Hans Hellmut Kirst: Eine deutsche Karriere

Von Willi Winkler

Im Sommer habe ich ihn gesehen, beim Münchner Filmfest. Er ging plötzlich vor mir her, grüßte niemanden; er gehörte nicht dazu. Dann der unauffällige Anzug, das braune Hemd offen, keine Krawatte. Die Haare, wie von den Bildern bekannt, streng zurückgekämmt. In der Linken eingerollt den Spiegel. Auf der Straße, das habe ich auch beobachtet, erkennt ihn niemand, obwohl sein Photo auf jedem seiner Bücher zu finden wäre.

Ist von Unterhaltungsliteratur die Rede, dann sind den Kritikern (ungelesen) Simmel und Konsalik geläufig. Kirst kennt keiner; er scheint nicht einmal mehr argumentativ gegenwärtig. Auch in der Münchner Society, über die er doch so oft schreibt, ist Kirst nicht existent. München leuchtet ohne ihn, weil er viel zu scheu ist für die permanente Anwesenheit bei Opernfestspielen, Käfer-Empfängen und P-l-Partys. Ja, in Hans Hellmut Kirst hat die deutsche Literatur einen richtig amerikanischen Schriftsteller, einen Wortfacharbeiter, der sich jeden Abend einsam an den Schreibtisch setzt und das tut, was er nicht lassen kann: schreiben. ("Ich kann nicht anders!")

Für diese Arbeit lebt er von der Familie getrennt. In der Stadtwohnung geht er seinem Beruf nach, aufs Land zieht es ihn nur in Schreibpausen.

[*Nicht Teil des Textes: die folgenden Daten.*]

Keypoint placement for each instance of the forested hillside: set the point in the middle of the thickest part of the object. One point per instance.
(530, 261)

Zum täglichen Pensum gehört auch der Kinobesuch; ein Tag ohne Film ist für ihn ein verlorener Tag. Im ZDF bringt er manchmal den "Ratschlag für Kinogänger" und ist damit vielleicht noch am ehesten bekannt. Das Kino stammt aus der Zeit, als Kirst beim Münchner Merkur war und dort Filmkritiken schrieb. Tagsüber im Feuilleton beschäftigt, kam er erst abends dazu, der selbstbestimmten Berufung zu folgen.

Er ist Tierfreund, hat für seine Lieblinge einen Teil seiner Honorare bestimmt, in Polen und Israel ganz auf Tantiemen verzichtet, der Stadt München eine Ludwig-Thoma-Medaille gestiftet und ihr seine Expressionisten-Sammlung versprochen. Das Buch seines Lebens, so spannend es vielleicht wäre, will er nicht schreiben. Da er sein Privatleben weitgehend geheim hält, weiß man nicht, wieviel davon in die Romane eingeht.

Er ist am 5. Dezember 1914 in Ostpreußen geboren, wo er als Sohn eines Landgendarmen in einem deutschnationalen Milieu aufwuchs. Nach dem Ersten Weltkrieg war Ostpreußen durch den polnischen "Korridor" vom Deutschen Reich abgetrennt worden; die Enklave sah sich auf sich gestellt und reagierte erst mit Verspätung auf Vorgänge im westlichen Deutschland. Für Kirst, das hat er mehrfach in seinen masurischen Büchern beschrieben, kam der Nationalsozialismus über Nacht; er war plötzlich da und zerstörte ein Paradies.